What Gateway Does An MCP Server Need Before Production?
MCP standardizes the connection between models and tools. But standardized connection does not automatically mean production readiness.
Once MCP tools touch real business systems, teams must answer practical governance questions:
- Who is allowed to call this tool?
- Should the call pause for approval?
- Does the response contain sensitive data?
- Where are the real tool credentials stored?
- Can we audit what happened after an incident?
Agent Tool Gateway acts as the governance layer between MCP clients and enterprise HTTP tools.
MCP Client -> ATG /mcp -> Policy / Approval / Redaction / Audit -> HTTP Tool
Where MCP Production Risk Comes From
The risk is usually not the MCP protocol itself. The risk is the business action behind the tool.
For example:
- data queries may leak customer information;
- write operations may change orders, accounts, or permissions;
- delete operations may be irreversible;
- credentials scattered across multiple MCP servers or clients are hard to rotate and audit;
- each tool implementing its own auth and logging makes incident review difficult.

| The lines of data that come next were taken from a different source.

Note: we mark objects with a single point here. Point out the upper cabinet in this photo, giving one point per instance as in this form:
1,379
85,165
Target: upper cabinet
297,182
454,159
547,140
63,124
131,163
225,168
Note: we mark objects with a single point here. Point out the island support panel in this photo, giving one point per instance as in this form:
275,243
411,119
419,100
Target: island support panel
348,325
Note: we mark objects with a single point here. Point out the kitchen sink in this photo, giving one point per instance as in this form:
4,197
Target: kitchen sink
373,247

When tools only read safe demo data, this may not matter. When they touch CRM, orders, refunds, tickets, permissions, or databases, enterprises need a shared control plane.
ATG's Minimal MCP Support
ATG v0.1 supports three MCP JSON-RPC methods:
initializetools/listtools/call
tools/list exposes active tools from the ATG Tool Registry. tools/call does not bypass governance. It reuses the same control path as HTTP invoke:
- authenticate the Agent API key;
- find the Tool;
- validate input schema;
- evaluate policy;
- create approval if needed;
- call the target HTTP API;
- redact the result;
- write invocation and audit records.
Why MCP Should Not Hold Business Credentials Directly
If every MCP server or client stores business API tokens, three problems appear.
First, credentials are scattered and hard to rotate.

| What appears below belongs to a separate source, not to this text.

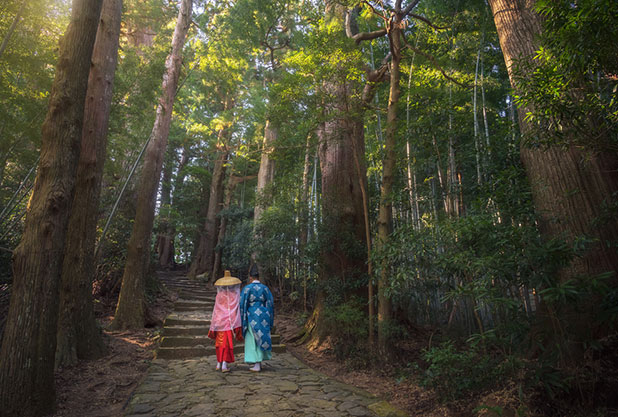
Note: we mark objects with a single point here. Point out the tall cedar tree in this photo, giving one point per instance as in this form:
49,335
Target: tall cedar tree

Second, permission and approval logic is duplicated.
Third, audit evidence is fragmented.
ATG keeps real business credentials inside the Tool Registry. Sensitive headers are encrypted at rest and shown as *** in management API responses.
Shared Gateway vs Per-Server Governance
Letting each MCP server implement governance may look simple at first, but it creates repeated work:
- every server needs auth;
- every server needs policy;
- every server needs audit logs;
- every server needs sensitive-data handling;
- enterprise security teams must review many implementations.
A shared gateway keeps governance stable even as Agent frameworks and MCP tools change.
Local Verification
npm run install:local
npm run doctor:local
npm run dev:local
npm run mcp-client:local
You can also exercise MCP paths through the Python and TypeScript SDK checks:
npm run python-sdk:local
npm run typescript-sdk:local
These checks create isolated Agents and Tools, then verify REST invoke and MCP tools/call.
MVP Boundary
ATG v0.1 does not try to be a full MCP aggregator, marketplace, enterprise SSO system, or multi-tenant platform.
It proves one thing first:
MCP tool calls can reuse the same identity, policy, approval, redaction, credential isolation, and audit path.
Once that path is working, teams can decide whether they need SSO/RBAC, audit export, enterprise approval integrations, KMS/Vault, or Kubernetes deployment.
Who Should Try This
- MCP server builders;
- teams connecting MCP clients to internal tools;
- enterprise AI platform teams;
- private AI workflow integrators;
- security and architecture teams.
Conclusion
MCP standardizes tool connection. ATG standardizes enterprise governance.
When tools reach real business systems, the protocol alone is not enough. Teams need a shared path for permission, approval, redaction, credential isolation, and audit evidence.